The Monte Carlo simulation shows how danceability varies across samples, indicating the stability and reliability of this metric. Consistent means and medians suggest robust central tendencies, while differing standard deviations highlight variability.

Significance

Demonstrates that danceability is a stable feature across samples, reinforcing its reliability for further analysis or modeling.

Ensures that observed trends aren’t due to random fluctuations, adding confidence in data-driven decisions.

Future Questions

  1. How do other features (e.g., energy, tempo) perform in similar simulations, and do they show similar stability?
  2. How does altering sample size (e.g., 25% or 75%) impact the variability of results?
  3. Are specific genres more consistent or variable in their danceability trends, suggesting genre-specific characteristics?

1. How different are they?

The sub-samples reflect differences in means and counts across different categories of playlist_genre.
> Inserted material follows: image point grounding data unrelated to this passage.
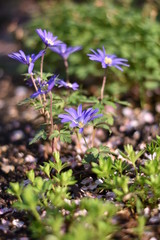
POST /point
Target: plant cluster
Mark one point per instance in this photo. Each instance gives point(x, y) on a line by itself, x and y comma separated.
point(118, 25)
point(55, 213)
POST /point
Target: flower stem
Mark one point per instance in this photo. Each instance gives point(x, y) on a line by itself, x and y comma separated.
point(51, 120)
point(103, 84)
point(93, 136)
point(85, 142)
point(78, 140)
point(44, 96)
point(40, 99)
point(66, 67)
point(36, 214)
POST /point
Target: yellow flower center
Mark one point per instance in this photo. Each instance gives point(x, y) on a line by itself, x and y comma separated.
point(50, 42)
point(108, 60)
point(81, 125)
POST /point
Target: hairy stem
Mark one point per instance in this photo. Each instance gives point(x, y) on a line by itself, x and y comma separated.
point(103, 84)
point(93, 136)
point(44, 96)
point(51, 120)
point(78, 140)
point(66, 67)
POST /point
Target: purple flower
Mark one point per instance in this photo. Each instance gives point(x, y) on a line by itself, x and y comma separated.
point(48, 38)
point(45, 87)
point(79, 118)
point(26, 59)
point(30, 83)
point(73, 86)
point(107, 60)
point(65, 51)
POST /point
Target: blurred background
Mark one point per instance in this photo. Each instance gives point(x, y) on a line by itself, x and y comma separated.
point(128, 28)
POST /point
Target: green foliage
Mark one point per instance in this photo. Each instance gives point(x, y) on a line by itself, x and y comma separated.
point(131, 155)
point(40, 134)
point(125, 32)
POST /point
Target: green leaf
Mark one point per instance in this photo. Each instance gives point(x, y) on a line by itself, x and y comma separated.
point(41, 134)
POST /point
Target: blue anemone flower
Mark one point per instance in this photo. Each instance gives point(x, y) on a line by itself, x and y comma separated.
point(48, 38)
point(79, 118)
point(45, 87)
point(65, 51)
point(107, 60)
point(26, 59)
point(73, 86)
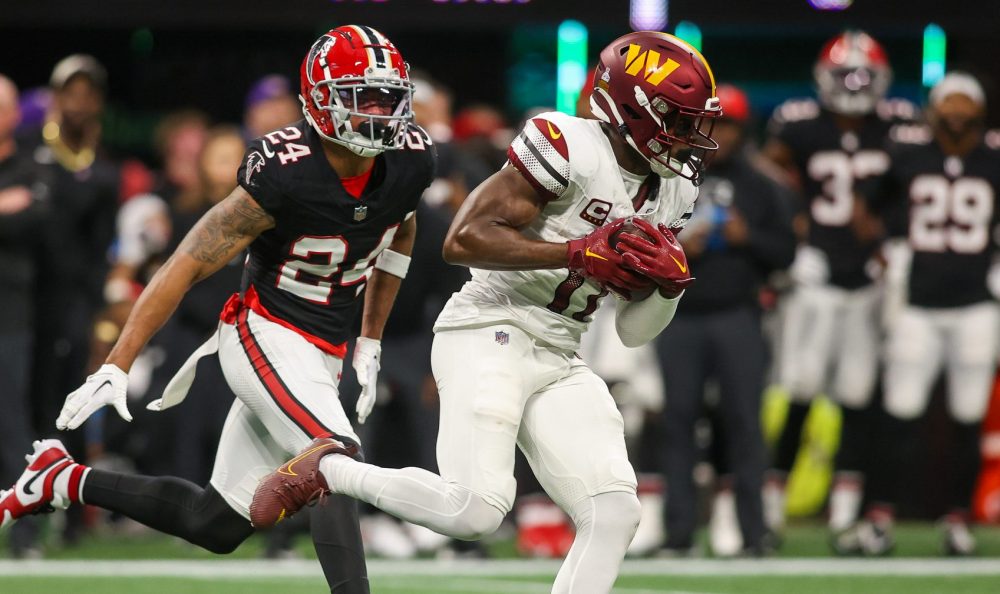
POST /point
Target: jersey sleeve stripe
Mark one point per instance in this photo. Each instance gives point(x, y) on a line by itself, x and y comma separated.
point(529, 161)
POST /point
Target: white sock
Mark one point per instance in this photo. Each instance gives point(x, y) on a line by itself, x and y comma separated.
point(414, 495)
point(773, 499)
point(73, 476)
point(605, 525)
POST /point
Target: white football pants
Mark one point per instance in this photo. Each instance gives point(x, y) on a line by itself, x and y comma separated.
point(963, 340)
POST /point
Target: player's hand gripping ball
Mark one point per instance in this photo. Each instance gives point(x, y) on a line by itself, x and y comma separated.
point(655, 253)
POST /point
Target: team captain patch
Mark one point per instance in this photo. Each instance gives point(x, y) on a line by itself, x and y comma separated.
point(541, 154)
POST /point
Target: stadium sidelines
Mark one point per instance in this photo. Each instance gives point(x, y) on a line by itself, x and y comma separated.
point(241, 569)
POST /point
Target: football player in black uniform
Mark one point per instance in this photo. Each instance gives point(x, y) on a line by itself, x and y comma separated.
point(829, 339)
point(325, 207)
point(940, 195)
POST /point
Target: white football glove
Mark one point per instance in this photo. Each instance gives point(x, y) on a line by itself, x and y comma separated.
point(108, 385)
point(367, 352)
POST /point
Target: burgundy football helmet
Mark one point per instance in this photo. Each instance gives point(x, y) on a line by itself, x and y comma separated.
point(852, 74)
point(659, 92)
point(354, 71)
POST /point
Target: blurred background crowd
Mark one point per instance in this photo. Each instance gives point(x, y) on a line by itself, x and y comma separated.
point(116, 137)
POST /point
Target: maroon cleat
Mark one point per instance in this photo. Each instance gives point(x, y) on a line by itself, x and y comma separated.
point(295, 484)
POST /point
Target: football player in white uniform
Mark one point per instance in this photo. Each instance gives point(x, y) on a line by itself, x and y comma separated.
point(539, 236)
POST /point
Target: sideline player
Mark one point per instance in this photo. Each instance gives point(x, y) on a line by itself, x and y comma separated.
point(940, 194)
point(536, 235)
point(830, 334)
point(320, 203)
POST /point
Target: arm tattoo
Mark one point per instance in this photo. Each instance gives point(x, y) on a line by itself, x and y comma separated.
point(228, 223)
This is an indication that they all come from the same population; each sub-sample captured a different aspect of the data distribution. Perhaps some genres are overrepresented in some samples and not others, hence the difference in means of the danceability score.

2. What might you have called an anomaly in one sub-sample but wouldn’t have in another?
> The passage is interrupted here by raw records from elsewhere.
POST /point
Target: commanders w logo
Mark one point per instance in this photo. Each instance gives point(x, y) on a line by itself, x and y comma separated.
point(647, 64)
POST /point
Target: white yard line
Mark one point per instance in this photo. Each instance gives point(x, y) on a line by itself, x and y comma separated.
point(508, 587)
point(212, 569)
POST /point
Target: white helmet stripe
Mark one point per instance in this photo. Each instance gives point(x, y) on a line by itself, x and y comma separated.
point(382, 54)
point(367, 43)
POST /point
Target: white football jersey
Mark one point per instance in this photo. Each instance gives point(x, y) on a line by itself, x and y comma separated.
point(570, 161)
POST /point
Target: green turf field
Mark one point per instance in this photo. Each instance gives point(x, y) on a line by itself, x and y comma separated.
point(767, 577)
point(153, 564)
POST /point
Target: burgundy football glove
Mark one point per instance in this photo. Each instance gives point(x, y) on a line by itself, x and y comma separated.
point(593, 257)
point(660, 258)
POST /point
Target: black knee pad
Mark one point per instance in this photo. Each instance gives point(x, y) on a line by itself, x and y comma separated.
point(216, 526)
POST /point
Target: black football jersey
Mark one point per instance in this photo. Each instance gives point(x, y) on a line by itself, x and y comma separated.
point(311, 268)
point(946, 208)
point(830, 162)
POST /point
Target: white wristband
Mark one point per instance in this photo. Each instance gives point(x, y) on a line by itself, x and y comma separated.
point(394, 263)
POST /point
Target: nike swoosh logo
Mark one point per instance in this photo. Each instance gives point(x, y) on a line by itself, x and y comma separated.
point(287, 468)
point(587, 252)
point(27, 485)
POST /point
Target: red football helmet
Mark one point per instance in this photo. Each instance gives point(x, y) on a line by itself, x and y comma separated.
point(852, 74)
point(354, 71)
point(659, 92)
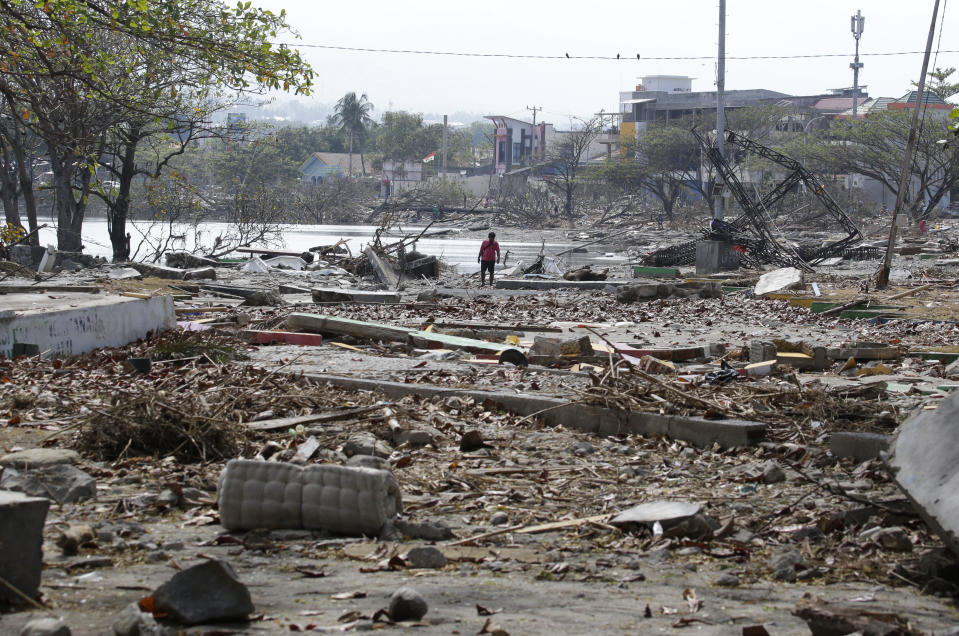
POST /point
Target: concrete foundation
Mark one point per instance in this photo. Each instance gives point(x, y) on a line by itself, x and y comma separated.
point(715, 256)
point(76, 323)
point(539, 283)
point(21, 540)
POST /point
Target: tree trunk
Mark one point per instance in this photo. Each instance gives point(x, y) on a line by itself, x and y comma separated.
point(119, 210)
point(68, 209)
point(29, 196)
point(351, 155)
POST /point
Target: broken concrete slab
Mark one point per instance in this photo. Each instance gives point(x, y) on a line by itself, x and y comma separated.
point(61, 482)
point(339, 295)
point(186, 260)
point(40, 457)
point(347, 327)
point(860, 446)
point(73, 323)
point(21, 539)
point(205, 593)
point(648, 291)
point(583, 417)
point(158, 271)
point(383, 270)
point(779, 280)
point(925, 461)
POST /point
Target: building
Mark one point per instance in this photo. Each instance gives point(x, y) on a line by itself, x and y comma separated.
point(323, 165)
point(517, 143)
point(663, 98)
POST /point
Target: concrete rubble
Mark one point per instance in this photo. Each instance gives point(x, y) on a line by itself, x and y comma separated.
point(325, 429)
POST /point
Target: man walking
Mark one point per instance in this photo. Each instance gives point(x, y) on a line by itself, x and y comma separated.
point(488, 256)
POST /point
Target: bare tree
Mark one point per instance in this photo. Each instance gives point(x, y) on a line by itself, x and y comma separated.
point(566, 161)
This might be an unusually high mean danceability for some playlist_genre within one subsample. In case, the danceability across a genre, such as “pop”, is abnormally higher within one subsample as compared to other subsamples, it could simply be because of chance rather than any true trend. This further justifies the need to compare across several samples since there is always the risk of labeling an outlier as an anomaly when, as a matter of fact, this can be due to an artifact introduced by random sampling.

3. Are there aspects of the data that are consistent across all sub-samples?
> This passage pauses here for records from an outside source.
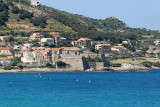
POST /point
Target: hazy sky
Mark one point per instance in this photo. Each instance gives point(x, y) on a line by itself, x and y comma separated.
point(135, 13)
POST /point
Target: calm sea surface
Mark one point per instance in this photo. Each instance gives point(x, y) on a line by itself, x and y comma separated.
point(113, 89)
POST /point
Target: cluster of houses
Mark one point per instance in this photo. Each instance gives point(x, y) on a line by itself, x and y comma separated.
point(74, 56)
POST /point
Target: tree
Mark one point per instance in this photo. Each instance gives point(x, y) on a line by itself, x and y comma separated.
point(22, 16)
point(42, 25)
point(48, 65)
point(61, 64)
point(15, 10)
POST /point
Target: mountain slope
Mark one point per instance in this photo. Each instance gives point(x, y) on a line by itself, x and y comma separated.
point(70, 25)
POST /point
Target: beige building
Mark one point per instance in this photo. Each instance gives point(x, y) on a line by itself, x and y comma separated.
point(120, 49)
point(9, 52)
point(21, 39)
point(4, 38)
point(55, 34)
point(86, 41)
point(47, 41)
point(71, 50)
point(79, 44)
point(103, 47)
point(35, 36)
point(157, 42)
point(34, 3)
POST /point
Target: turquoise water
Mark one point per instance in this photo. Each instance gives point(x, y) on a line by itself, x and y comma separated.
point(113, 89)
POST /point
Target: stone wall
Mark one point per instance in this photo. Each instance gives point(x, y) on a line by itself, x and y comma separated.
point(97, 65)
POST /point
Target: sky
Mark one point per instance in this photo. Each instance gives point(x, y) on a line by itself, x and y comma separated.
point(135, 13)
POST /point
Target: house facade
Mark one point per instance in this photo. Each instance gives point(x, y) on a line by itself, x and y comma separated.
point(47, 41)
point(35, 36)
point(4, 38)
point(119, 49)
point(9, 52)
point(103, 47)
point(34, 3)
point(86, 41)
point(21, 39)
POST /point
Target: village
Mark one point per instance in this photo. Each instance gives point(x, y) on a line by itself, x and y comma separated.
point(83, 54)
point(51, 49)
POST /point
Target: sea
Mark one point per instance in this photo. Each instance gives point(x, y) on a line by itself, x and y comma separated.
point(87, 89)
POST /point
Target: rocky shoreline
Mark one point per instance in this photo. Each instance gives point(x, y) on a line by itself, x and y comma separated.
point(47, 70)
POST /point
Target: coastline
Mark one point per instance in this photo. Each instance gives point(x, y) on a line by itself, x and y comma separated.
point(50, 70)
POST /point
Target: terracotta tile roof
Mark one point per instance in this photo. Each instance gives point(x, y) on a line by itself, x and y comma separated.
point(103, 45)
point(26, 50)
point(85, 38)
point(70, 48)
point(5, 48)
point(55, 49)
point(142, 40)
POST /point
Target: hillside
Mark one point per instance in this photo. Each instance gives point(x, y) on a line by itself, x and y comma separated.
point(71, 26)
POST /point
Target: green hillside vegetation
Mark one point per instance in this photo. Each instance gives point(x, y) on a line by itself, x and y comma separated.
point(71, 26)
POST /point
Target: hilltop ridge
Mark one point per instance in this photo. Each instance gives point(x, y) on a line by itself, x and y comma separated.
point(70, 25)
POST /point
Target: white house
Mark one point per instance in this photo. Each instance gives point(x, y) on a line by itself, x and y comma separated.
point(34, 3)
point(47, 40)
point(28, 57)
Despite differences, some categories of playlist_genre may consistently reflect high or low danceability across all subsamples. This would hint at the fact that there are characteristics of the data stable and representative of the population, regardless of the sample that could be drawn. Finding such consistent patterns informs data miners on the core structure of the data.

4. The Incorporation of Monte Carlo Simulations

The Monte Carlo simulation provided an average distribution of danceability values across 1,000 simulated samples. This can be useful to describe variability in sampling and further help in proving that even though samples might differ in their individual means, the distribution of the means tends to cluster around one value. It thus helps support the idea that repeated sampling may be useful in identifying reliable trends and diminish the risk of over-interpreting any one subsample.